Remember that it's not just games, but your web browser, media players and anything that might use hardware acceleration runs through these drivers, which then reports back to nVidia. Plus, all telemetry data is unencrypted during transmission.

On the plus side, it looks like this is only transmitted back to the mothership if you're running GeForce Experience, which I don't think is even available on Linux.

1 comments

In my experience it is more nuanced than that, engineering will add a feature or capability and someone will come along and find a use for it that was unintended. At the search engine where I worked we came up with ways to inspect and adjust host rank and page rank such that we could knock out bad sites from the search results that were doing a good job gaming the system. But that biz dev folks also noted the same pieces could be combined to favor someone who advertised with us over someone who didn't.

The engineering feature is designed with pure intentions, keep crap out of the results stream, but the mechanism is amoral.

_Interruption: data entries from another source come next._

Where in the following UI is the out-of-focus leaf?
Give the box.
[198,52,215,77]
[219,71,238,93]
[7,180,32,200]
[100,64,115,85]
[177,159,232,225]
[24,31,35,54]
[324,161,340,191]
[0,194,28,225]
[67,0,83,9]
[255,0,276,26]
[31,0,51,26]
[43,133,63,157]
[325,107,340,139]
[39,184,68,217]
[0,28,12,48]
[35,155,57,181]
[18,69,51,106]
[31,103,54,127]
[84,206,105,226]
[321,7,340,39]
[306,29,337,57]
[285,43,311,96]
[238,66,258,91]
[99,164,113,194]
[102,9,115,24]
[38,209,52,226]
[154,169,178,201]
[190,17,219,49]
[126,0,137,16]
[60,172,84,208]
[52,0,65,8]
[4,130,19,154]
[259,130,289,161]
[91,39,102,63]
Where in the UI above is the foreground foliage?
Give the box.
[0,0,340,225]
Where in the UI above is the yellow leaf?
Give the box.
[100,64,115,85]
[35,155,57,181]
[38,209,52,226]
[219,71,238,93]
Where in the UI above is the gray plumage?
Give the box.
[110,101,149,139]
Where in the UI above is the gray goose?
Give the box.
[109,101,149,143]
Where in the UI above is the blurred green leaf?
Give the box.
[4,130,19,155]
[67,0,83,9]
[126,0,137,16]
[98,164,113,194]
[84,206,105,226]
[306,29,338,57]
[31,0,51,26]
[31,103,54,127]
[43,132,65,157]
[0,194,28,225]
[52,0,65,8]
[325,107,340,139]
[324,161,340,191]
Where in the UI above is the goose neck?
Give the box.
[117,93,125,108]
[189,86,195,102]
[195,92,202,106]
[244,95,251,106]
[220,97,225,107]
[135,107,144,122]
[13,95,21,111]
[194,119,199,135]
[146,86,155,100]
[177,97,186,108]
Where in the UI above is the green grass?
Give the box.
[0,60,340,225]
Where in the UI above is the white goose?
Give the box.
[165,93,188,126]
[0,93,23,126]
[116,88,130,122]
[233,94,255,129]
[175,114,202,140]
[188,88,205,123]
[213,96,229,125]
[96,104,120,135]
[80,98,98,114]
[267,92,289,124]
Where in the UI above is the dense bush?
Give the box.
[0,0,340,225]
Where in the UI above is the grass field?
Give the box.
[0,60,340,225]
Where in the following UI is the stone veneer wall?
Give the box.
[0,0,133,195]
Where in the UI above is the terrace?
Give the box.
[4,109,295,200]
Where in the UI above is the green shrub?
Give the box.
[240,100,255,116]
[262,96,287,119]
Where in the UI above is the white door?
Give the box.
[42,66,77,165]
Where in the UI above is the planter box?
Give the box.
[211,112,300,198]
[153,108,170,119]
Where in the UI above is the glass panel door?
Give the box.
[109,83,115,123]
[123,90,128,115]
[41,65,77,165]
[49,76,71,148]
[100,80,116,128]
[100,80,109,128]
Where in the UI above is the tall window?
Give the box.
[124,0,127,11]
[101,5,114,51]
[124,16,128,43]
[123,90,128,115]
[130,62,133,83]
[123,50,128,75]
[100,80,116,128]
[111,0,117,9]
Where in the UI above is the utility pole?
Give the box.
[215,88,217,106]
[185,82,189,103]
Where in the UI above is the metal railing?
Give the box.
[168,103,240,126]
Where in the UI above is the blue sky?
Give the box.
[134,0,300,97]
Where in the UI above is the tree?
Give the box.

If you're executive team wants to exploit it for more money so that the company does better financially, your options are limited as an engineer.

At a data design level, they could (and should, by default) at the very least keep all grossly personally identifying information out of the data collected. That's just simply responsible engineering in the modern era.

They could have implemented telemetry without requiring you to link your graphics card to your email or Facebook account, as GeForce Experience never required that in the past and still worked fine.

This isn't execs using innocuous data that the good engineers simply happened to have. This is new and specific personal data collection and association of information that they have no business collecting, except for the sole purpose of invading their users' privacy for side profits.

I'm not disagreeing, I'm just saying it is hard to build tools and features into your project that your own business development team can't abuse.